The World Bank has indicated that it may further lower its growth projections for India, even as it saw reforms in key sectors as critical to India’s recovery from the pandemic-induced economic crisis.

The Bretton Woods institution had in May projected that the Indian economy will contract by 3.2% in 2020-21and rebound slowly in the next financial year.

Further challenges have emerged in recent weeks, which are likely to weigh on the prospects in the near term. These risks include:

  • A continuing spread of the coronavirus
  • Further deterioration in the global outlook
  • Additional strains on the financial sector

"Keeping these factors in mind, a steeper contraction may be projected in the revised outlook that will be available in Oct. 2020," World Bank said in its India Development Update released on Wednesday.

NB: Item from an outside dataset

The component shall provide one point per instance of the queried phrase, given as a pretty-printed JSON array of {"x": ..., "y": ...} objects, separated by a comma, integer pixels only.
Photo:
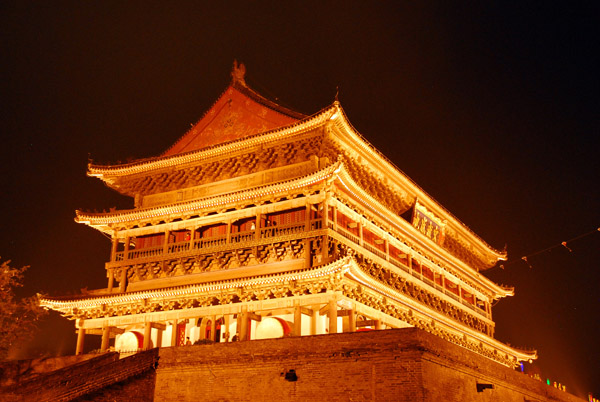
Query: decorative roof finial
[{"x": 238, "y": 72}]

It projected India's fiscal deficit to rise to 6.6% of the gross domestic product in FY21 and remain elevated at 5.5% in the following fiscal.

"The coronavirus pandemic has afflicted India at a time when its economy was already decelerating," World Bank said. "The outlook has now changed substantially, and the economy will likely contract in the current fiscal year.”

There would be a second round of consumption and investment slowdown in India, compounded by, and ultimately driving, distress in the financial sector and financial markets, it said.

The India Development Update is a biannual flagship publication of the World Bank that takes stock of the Indian economy.